Наконец дядюшка оборотился и с минуту смотрел на нашего героя, что-то соображая. Он тряхнул головой, пытаясь сбросить новоявленное наваждение, а потом поднялся к Владимиру, и тут оказалось, что дядюшкина макушка располагалась бы где-то на уровне живота нашего героя, если бы тот мог выпрямиться. Теперь дядюшка стоял перед согнутым в три погибели Пирошниковым, маленький, как пятилетний ребенок, и ему, как ребенку, вероятно, хотелось заплакать. Произошло что-то уж совсем невозможное! Ну ладно — лестница, пол, потолок и так далее, это еще куда ни шло, но живых людей-то за что? Гигант Пирошников, склоненный над дядюшкой, вдруг рассмеялся так громко, что смех его раскатился далеко по черной лестнице и застрял в последних ее мелких завитках. Рассмеялась и Наташа, поскольку дядюшкино появление напомнило ей представление лилипутов в цирке, а родственник взмахнул коротенькой своей ручкой, схватился за голову и побежал вниз, уменьшаясь, пока не скрылся за трубой, тоже, кстати, сужающейся и напоминающей скорее воронку.

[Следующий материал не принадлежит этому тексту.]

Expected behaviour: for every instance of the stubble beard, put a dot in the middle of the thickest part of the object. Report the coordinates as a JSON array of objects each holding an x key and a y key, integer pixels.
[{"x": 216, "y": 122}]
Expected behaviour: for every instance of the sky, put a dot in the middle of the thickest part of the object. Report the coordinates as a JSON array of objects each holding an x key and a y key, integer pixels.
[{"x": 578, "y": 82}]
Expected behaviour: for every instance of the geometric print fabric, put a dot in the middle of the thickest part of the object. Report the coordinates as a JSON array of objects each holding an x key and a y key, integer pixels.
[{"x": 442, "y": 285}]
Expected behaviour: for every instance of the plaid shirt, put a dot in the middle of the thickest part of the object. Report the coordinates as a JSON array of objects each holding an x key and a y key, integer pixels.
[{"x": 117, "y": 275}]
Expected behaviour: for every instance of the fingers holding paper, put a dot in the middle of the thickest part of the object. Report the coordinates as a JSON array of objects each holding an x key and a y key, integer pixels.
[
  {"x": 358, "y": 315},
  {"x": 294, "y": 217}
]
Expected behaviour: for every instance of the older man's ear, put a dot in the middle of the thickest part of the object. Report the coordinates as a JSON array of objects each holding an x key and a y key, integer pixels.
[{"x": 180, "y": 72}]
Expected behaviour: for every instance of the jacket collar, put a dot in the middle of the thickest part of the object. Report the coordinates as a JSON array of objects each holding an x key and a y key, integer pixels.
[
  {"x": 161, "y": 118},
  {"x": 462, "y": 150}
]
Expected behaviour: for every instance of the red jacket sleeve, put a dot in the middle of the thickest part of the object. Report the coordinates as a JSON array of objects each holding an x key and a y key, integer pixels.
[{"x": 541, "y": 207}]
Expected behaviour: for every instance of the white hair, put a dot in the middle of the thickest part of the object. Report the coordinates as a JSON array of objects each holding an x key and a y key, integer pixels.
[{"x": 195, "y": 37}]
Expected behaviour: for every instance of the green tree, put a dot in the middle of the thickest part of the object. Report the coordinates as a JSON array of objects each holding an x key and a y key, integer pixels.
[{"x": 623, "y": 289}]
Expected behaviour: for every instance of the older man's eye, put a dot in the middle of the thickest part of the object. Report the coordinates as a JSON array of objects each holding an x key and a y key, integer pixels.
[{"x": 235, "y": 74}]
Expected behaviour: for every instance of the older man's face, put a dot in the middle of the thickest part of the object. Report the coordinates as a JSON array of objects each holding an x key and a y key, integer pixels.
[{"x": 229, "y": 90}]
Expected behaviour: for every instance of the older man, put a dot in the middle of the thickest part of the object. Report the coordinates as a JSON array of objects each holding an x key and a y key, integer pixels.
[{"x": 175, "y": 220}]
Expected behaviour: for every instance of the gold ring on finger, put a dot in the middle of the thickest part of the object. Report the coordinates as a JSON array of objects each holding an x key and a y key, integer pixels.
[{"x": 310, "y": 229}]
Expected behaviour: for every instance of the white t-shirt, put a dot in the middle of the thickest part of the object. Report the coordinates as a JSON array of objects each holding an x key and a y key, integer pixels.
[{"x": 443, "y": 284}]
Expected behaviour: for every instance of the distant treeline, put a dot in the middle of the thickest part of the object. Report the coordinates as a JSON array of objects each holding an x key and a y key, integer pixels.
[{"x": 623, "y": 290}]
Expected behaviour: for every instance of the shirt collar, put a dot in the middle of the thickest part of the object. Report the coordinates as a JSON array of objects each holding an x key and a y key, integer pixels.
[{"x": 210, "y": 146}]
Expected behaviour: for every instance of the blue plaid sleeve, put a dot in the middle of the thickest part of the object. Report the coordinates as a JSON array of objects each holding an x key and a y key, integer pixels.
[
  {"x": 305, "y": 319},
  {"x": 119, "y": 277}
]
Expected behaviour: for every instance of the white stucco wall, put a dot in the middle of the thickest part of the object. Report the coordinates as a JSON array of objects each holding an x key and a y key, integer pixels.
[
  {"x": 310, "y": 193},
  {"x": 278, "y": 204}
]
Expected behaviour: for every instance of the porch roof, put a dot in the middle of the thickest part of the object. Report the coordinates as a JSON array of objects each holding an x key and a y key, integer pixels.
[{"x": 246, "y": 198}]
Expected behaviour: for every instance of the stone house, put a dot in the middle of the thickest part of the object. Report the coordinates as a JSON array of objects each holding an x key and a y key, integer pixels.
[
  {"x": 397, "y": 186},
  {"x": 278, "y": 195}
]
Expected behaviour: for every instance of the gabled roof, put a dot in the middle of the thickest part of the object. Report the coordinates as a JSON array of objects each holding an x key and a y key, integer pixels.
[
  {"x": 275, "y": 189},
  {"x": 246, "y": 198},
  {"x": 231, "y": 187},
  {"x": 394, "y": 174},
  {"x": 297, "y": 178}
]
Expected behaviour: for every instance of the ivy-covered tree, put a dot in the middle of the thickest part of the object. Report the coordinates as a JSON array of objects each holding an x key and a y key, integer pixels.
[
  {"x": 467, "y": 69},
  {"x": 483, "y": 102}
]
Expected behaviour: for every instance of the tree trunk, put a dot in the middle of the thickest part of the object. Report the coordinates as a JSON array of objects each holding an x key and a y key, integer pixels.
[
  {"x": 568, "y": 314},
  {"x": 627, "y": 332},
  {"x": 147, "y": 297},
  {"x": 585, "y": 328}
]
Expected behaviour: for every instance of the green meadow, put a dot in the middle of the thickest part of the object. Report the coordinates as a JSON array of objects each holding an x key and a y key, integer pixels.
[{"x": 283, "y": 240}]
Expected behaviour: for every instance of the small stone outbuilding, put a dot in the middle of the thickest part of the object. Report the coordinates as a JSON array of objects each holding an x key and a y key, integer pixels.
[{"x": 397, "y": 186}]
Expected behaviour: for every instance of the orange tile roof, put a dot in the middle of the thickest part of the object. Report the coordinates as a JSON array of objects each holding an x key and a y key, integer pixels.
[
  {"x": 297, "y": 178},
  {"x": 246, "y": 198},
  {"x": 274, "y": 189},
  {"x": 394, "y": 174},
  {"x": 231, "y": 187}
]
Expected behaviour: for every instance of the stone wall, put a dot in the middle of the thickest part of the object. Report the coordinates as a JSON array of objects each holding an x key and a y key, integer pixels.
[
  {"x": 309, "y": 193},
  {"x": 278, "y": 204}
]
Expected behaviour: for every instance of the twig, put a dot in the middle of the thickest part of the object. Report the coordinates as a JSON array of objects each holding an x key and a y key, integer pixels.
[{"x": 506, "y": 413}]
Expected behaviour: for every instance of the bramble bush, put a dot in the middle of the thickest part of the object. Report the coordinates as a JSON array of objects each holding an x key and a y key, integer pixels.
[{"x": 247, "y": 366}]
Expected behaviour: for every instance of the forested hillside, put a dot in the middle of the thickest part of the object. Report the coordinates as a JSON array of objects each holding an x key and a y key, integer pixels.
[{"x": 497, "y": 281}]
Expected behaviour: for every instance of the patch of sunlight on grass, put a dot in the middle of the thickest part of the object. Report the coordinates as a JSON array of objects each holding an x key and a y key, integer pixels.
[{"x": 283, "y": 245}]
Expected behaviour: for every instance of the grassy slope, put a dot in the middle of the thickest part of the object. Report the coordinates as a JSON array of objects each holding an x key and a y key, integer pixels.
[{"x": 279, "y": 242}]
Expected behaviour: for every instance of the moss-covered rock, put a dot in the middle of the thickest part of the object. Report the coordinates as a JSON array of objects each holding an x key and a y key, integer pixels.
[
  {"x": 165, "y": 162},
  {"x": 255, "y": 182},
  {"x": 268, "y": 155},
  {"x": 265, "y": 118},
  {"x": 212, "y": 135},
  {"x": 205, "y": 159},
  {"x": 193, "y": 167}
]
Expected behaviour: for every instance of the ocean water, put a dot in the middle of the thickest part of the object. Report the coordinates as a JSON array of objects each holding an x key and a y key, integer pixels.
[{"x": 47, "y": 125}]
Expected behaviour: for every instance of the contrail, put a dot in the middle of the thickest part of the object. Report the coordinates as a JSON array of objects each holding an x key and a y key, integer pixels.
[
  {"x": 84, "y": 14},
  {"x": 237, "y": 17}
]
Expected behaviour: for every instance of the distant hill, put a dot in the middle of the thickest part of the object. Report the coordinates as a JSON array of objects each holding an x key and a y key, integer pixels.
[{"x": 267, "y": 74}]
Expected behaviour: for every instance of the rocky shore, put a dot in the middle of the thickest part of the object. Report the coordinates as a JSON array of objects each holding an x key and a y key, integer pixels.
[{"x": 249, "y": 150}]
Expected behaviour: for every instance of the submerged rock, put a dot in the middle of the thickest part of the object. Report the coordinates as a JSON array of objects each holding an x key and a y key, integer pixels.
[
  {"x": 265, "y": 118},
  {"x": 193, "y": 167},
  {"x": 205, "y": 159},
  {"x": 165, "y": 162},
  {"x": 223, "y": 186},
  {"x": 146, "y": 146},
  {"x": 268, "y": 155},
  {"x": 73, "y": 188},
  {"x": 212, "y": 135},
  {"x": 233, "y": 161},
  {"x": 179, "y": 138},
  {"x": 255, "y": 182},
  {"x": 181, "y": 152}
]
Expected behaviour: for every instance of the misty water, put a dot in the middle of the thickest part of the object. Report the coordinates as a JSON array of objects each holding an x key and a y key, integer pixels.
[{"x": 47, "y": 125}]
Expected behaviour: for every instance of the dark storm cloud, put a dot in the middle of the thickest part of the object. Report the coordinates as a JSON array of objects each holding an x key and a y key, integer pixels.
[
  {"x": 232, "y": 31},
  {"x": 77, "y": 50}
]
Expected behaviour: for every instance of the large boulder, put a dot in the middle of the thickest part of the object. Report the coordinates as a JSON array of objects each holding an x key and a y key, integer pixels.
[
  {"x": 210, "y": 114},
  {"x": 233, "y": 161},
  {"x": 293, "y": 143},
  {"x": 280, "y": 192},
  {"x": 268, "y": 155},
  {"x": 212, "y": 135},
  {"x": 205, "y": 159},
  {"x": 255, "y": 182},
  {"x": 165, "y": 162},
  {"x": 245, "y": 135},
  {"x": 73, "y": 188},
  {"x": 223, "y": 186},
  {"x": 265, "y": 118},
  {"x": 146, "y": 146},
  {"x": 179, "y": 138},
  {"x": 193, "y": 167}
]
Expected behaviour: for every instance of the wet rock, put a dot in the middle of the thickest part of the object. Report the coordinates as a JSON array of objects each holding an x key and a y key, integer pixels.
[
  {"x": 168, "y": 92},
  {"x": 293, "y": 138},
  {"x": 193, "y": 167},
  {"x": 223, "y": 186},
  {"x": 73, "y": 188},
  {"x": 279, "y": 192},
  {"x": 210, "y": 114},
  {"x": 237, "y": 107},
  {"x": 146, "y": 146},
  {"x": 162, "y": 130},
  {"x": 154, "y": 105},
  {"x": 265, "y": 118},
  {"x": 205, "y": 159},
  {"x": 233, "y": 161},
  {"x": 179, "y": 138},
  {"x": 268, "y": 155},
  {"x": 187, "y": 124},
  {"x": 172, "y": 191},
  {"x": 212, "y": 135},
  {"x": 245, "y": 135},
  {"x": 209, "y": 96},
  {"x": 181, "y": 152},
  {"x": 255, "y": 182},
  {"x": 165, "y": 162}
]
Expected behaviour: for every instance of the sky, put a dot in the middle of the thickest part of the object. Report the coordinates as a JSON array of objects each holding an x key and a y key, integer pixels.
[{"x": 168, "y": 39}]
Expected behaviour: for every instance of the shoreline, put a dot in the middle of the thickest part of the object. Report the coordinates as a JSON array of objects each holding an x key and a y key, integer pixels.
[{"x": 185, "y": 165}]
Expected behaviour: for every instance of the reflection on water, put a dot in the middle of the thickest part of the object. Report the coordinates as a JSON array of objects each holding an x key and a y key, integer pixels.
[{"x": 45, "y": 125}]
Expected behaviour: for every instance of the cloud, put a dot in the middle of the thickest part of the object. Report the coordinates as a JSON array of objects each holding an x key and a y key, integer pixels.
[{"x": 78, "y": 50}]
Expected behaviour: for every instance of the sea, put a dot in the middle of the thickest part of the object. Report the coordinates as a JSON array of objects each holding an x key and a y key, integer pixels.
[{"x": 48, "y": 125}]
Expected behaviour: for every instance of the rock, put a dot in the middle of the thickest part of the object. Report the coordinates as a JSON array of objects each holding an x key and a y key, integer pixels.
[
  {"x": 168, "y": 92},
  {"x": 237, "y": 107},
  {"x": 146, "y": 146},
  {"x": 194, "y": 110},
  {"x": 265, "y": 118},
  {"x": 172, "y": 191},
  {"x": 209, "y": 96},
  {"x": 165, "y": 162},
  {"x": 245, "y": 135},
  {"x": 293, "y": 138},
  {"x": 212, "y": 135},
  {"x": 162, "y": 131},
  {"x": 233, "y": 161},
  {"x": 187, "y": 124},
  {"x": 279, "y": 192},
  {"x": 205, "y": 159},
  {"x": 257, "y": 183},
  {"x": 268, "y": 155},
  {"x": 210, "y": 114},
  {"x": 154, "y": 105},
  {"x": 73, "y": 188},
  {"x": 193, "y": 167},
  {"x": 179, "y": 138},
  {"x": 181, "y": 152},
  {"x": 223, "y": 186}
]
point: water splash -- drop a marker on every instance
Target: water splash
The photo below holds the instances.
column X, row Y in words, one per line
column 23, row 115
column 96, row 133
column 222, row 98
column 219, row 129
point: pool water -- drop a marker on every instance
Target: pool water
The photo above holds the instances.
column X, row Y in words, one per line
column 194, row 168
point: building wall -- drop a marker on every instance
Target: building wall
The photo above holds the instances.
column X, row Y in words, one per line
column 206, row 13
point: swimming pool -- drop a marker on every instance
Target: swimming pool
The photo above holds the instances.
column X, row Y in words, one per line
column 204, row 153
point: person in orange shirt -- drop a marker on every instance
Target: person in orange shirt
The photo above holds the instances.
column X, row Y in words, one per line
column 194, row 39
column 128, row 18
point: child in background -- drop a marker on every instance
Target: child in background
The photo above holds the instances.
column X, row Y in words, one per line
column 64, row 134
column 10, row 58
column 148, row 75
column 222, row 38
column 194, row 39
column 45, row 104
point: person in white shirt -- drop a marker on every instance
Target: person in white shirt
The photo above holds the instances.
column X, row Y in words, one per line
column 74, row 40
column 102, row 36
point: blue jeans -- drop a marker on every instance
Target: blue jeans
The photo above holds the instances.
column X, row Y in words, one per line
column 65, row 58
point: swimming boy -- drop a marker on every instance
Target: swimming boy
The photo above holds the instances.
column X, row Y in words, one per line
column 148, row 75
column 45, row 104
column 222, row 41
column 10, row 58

Пирошников и Наташа, пятясь и держась руками за потолок, начали молчаливое отступление, ибо стало ясно, что через черный ход нашему герою не протиснуться. Лестница раскручивалась в обратном порядке, увеличиваясь в размерах; они прошли площадку, на которой чуть было не разыгрался инцидент; снизу доносились шаги дядюшки, который догонял их так же резво, как минуту назад бежал от них. Уж не повредился ли он в рассудке? Может быть, и так.
Короче говоря, Пирошников с Наташею снова очутились в кухне пред взором старухи, а через мгновенье впрыгнул туда и дядюшка, слава богу, оказавшийся вновь мужчиной среднего роста и нормальных пропорций, разве что взволнованный сверх меры.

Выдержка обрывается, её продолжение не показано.